Ангенн полуночников рухнул. Повалился ровно дерево под топором, прямой, несгибаемый. Сивый покачнулся, упер меч в землю и всем весом навалился на клинок. Сил ни на что не осталось. Победитель должен уйти с плеса сам, только тогда победа в поединке останется за городом. Таково условие. Безрод проморгался и вздохнул. Что-то горячее, отвратительно липкое растекалось по телу. Скосил глаза и усмехнулся. Кровь, опять кровь. Сколько ее подарил Озорнице? Полуночники напряженно ждали на своем берегу, а тишина кругом встала просто мертвецкая. Обе стороны, как завороженные, следили за каждым вздохом Безрода. Лишь только победитель уйдет с плеса, оттниры подхватят Брюнсдюра на руки и мигом унесут в стан ведунам под иглы. Могуч ангенн, просто так душу не отдаст. А Сторожище изойдет радостным криком, если Сивый на своих ногах уйдет с плеса.

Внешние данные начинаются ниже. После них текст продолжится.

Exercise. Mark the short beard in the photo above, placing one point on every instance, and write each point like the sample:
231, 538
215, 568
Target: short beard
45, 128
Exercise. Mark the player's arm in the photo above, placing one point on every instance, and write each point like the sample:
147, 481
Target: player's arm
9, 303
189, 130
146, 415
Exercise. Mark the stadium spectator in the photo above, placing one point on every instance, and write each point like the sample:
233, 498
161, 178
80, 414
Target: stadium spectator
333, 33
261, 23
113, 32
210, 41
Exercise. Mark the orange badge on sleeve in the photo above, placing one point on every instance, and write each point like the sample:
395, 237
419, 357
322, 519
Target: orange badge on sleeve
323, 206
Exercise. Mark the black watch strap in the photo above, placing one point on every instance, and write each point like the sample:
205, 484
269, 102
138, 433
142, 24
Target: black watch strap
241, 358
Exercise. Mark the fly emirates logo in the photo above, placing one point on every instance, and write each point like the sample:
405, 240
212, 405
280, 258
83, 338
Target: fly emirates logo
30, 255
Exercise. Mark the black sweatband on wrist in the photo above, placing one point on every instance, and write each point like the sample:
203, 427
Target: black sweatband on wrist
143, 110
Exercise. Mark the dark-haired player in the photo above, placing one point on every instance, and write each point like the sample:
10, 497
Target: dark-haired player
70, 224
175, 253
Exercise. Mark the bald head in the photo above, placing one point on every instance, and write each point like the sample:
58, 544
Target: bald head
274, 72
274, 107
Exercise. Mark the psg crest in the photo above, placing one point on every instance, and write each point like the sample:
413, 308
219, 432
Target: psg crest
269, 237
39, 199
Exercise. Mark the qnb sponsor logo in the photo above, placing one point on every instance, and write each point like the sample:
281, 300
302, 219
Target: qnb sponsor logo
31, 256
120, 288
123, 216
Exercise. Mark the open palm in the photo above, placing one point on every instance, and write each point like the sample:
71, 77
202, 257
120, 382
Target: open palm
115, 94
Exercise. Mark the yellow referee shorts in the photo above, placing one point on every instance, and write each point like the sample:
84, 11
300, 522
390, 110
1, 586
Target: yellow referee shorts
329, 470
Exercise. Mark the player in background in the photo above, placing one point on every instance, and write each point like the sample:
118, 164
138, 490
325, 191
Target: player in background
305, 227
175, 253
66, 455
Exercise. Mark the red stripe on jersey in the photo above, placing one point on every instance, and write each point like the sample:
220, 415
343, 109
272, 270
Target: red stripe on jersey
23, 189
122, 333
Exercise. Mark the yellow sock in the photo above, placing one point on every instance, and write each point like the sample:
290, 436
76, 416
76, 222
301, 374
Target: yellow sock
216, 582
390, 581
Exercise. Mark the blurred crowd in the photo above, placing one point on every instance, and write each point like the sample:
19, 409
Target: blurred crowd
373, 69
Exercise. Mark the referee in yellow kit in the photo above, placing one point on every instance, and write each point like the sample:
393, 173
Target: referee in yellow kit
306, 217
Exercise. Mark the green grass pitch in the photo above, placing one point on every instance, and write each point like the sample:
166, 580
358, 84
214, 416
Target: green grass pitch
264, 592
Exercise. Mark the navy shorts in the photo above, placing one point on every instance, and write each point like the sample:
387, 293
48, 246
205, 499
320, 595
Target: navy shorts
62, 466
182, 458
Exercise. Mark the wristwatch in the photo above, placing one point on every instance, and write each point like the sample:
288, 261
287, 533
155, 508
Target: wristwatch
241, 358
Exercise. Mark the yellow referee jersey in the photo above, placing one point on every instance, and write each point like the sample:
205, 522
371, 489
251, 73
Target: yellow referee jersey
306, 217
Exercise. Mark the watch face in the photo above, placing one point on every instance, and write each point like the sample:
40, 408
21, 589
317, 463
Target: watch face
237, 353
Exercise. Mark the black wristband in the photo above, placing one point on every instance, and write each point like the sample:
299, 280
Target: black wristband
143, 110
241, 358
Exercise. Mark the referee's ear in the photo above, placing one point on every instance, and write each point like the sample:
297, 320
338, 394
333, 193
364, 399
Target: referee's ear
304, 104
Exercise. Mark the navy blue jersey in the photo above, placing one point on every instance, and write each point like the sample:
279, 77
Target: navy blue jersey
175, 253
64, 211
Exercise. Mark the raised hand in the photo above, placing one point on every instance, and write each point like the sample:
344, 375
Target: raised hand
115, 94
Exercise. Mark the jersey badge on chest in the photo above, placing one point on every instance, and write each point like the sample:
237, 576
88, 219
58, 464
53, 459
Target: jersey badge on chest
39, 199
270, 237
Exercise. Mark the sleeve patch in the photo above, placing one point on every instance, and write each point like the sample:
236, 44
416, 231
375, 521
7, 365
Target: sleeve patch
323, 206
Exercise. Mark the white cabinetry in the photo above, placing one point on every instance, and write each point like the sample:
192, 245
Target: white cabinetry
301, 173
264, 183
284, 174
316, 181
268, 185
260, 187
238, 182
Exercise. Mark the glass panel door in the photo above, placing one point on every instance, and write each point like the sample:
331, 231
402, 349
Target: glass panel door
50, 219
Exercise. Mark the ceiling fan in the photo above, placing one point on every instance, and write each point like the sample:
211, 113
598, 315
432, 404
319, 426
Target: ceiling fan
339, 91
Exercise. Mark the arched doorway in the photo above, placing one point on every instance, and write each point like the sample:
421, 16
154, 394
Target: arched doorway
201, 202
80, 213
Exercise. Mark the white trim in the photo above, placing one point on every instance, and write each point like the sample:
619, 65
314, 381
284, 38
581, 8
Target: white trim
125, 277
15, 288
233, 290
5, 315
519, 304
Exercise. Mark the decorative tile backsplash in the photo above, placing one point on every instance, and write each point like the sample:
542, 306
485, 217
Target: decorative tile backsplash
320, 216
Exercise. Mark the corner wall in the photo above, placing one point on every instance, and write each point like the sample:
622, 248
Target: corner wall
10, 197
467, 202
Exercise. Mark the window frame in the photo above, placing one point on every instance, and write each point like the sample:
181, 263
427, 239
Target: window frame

Безрод сделал осторожный шаг. Еще один. Вот рубаха валяется. Нагнуться и поднять сил нет. Наклонишься – больше не встанешь. Проткнул мечом, накрутил на лезвие, так и поднял. Кое-как надел. Вошел в реку, и вода мигом побурела, зарделась, понесла кровавые разводы в море. Как течением не снесло – не понял, как перешел на свой берег – осталось загадкой, как с ног не упал – сам удивился. Так и шел, будто в полусне. Уже в черте города кто-то подхватил на руки, и все провалилось в муторную бездну. Только и заметил напоследок Рядяшину рожу.
Безрод открыл глаза и взглядом уперся в потолок. Всего мутит и выворачивает наизнанку, ослабел настолько, что дыханием даже перо не поднять. Все знакомо: и слабость, и дурнота, как будто это уже было. Самое частое воспоминание – лежишь, укутан по самое горло, ранен, всего мутит и знобит. Будто заблудился по жизни и ходишь по своим же следам, круги нарезаешь. С этой думой и утонул в головокружительной бездне…
Открыл глаза и едва душу не отпустил. Лицо. Огромное, зубы белые, глаза маленькие, склонилось, дыхание слушает. Рядяша. Так ведь и на тот свет можно спровадить!
В дружинную избу к раненым не понесли, уложили в амбаре, на привычное ложе у столба. Хотел оказаться в избе Стюженя, да только никто умирающего не спрашивал.
– Гляди, очнулся! Очнулся! – Чей-то знакомый голос радостно загремел над самым ухом, да так, что Безрод едва концы не отдал.
– Да тише ты! Ревешь, чисто медведь над медом. Глушишь ведь! – Знакомые лица склонились над Безродом. Рядяша, Моряй, Прям, Долгач, Щелк. Сивый оглядел каждого, косил глазами. Шея не поворачивалась, будто не было ее вовсе.